Every Westiviewian loses their last shred of dignity at birth when the umbilical cord is severed.
I don’t think Dinkle is losing his touch so much as the pizza people have gotten wise enough to run and hide from him, just as I wish we readers could do.
Just as loud music has destroyed his hearing, eating the horrible sludge Funky misnames pizza has destroyed his ability to find the genuine article.
Band Directors and pizza? Ugh, ok. Cute gag. That’s the best you could do. Those band directors attending the OMEA conference thought they were getting extra days out of the classroom, but the joke is on them, schools have been closed here due to the cold weather.
Did you know Dinkle has a daughter who is also an Ohio Music Educator?
Batiuk drew some strips featuring “Halle Dinkle” for the website of the National Association for Music Education. She even showed up in FW for the Dinkle’s anniversary. You would think he’d maybe run into her at one of these things.
Named after the locally famous Halle Brothers Dept store in Cleveland. I do have fond memories of that store. Not because I liked to shop, but because I liked to ride the old elevators there. The old annunciator panel was still there and you could watch the lights as the cars moved up and down. Agh….now it’s all high end condos for urban hipsters that think that living downtown is cool.
We here at SoSF do love feedback from real Buckeyes!
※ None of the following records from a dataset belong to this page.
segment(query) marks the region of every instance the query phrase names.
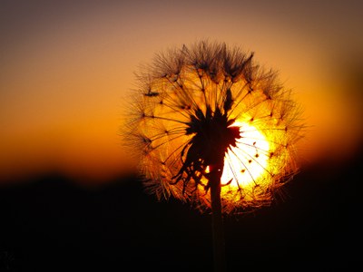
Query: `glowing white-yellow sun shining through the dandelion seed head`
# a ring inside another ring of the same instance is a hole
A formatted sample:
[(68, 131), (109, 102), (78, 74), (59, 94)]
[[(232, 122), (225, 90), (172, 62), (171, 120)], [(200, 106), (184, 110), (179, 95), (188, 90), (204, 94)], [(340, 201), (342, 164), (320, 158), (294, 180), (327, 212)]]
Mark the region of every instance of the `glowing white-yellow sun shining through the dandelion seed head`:
[(222, 194), (256, 186), (268, 169), (270, 144), (266, 137), (247, 122), (235, 121), (233, 126), (240, 127), (241, 138), (224, 157)]

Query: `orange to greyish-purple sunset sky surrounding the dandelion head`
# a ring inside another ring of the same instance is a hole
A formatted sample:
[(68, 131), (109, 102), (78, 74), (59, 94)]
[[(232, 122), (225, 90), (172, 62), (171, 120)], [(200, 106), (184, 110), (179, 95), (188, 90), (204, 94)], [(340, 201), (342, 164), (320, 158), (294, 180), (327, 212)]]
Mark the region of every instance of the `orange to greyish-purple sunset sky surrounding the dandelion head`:
[(362, 142), (361, 1), (1, 1), (0, 182), (49, 171), (112, 180), (133, 72), (208, 38), (255, 52), (296, 92), (303, 164), (348, 160)]

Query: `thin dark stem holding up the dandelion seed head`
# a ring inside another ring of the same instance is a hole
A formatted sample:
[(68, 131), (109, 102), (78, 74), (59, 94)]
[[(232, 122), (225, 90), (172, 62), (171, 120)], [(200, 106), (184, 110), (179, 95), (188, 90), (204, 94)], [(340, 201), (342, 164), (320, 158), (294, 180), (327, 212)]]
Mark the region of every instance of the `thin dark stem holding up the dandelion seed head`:
[[(223, 166), (223, 163), (222, 165)], [(211, 171), (211, 230), (213, 238), (214, 271), (225, 271), (223, 221), (221, 215), (221, 172), (223, 167)]]

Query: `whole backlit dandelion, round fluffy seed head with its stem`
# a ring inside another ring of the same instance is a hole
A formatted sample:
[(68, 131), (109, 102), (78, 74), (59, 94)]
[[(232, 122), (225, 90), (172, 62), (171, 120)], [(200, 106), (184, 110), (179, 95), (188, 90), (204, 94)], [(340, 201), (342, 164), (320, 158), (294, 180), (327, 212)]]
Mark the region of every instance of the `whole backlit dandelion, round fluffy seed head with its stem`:
[(211, 212), (218, 270), (221, 215), (269, 206), (297, 173), (299, 107), (276, 72), (223, 43), (158, 53), (136, 76), (127, 140), (145, 189)]

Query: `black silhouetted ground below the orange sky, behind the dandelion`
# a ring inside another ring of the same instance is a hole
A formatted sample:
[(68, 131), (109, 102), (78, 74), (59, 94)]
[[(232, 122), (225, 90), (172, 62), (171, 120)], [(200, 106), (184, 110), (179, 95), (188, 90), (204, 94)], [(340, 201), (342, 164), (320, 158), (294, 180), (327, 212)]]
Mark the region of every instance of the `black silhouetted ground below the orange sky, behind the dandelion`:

TB couldn’t name Dinkle’s daughter “Harriet” because he’d already used the name for Harry’s wife (Harry marries Harriet, what are the odds, right?) Outside of Hollywood, “Halle” is not the most common girl’s name, so the Cleveland connection makes sense!
I’ve been reading FW for six years and I’ve never heard of her. Another offspring flushed down the memory hole.
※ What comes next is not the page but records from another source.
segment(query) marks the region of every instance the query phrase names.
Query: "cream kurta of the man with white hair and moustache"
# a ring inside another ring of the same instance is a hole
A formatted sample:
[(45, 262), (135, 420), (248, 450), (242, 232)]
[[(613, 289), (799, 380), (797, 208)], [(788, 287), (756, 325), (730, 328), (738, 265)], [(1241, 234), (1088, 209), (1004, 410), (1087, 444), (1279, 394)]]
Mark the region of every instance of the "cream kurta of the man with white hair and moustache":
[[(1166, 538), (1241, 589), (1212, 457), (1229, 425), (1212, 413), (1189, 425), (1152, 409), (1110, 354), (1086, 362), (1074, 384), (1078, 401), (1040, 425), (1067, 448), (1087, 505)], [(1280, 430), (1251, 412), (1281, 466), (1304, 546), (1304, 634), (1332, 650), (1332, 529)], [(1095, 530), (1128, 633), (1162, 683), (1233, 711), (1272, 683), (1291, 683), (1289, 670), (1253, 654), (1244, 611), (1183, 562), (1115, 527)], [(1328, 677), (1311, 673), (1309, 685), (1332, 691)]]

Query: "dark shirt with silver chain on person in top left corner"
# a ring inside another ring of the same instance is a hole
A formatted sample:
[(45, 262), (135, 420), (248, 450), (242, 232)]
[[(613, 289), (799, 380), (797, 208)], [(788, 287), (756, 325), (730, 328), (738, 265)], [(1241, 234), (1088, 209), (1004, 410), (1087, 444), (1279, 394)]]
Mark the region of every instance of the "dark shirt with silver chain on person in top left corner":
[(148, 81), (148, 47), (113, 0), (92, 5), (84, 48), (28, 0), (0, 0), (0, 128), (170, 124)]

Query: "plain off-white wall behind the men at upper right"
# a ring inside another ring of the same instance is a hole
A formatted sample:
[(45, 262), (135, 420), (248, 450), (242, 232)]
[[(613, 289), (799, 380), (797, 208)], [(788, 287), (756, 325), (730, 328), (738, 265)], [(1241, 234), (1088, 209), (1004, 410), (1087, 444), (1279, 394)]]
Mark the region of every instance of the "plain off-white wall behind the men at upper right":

Like a few years back when Bull brought out his field goal kicking daughter Mickey. I had no idea she even existed. I don’t remember Dinkle’s daughter either, but Act II featured a veritable shitload of obscure long-missing characters, like that guy who ran the OTHER comic book store and, of course, Crazy Harry’s family.
Didn’t he drag his wife along, as well as Becky, one of these past years so they could both silently listen to him sputter?
You are correct, sir!
Ha, he showed her. Why she always gotta be cutting him down?
Rather than pay registration fees and travel to Cleveland, couldn’t he just wander around his local warehouse store scarfing free samples and save himself the trouble?
Cleveland is probably closer to Westview than the nearest non-comic book retailer.
Query why we have never seem Dinkle in Montoni’s then.
Well, if he really has a “PIZZA sense,” he probably wouldn’t pick up Montoni’s.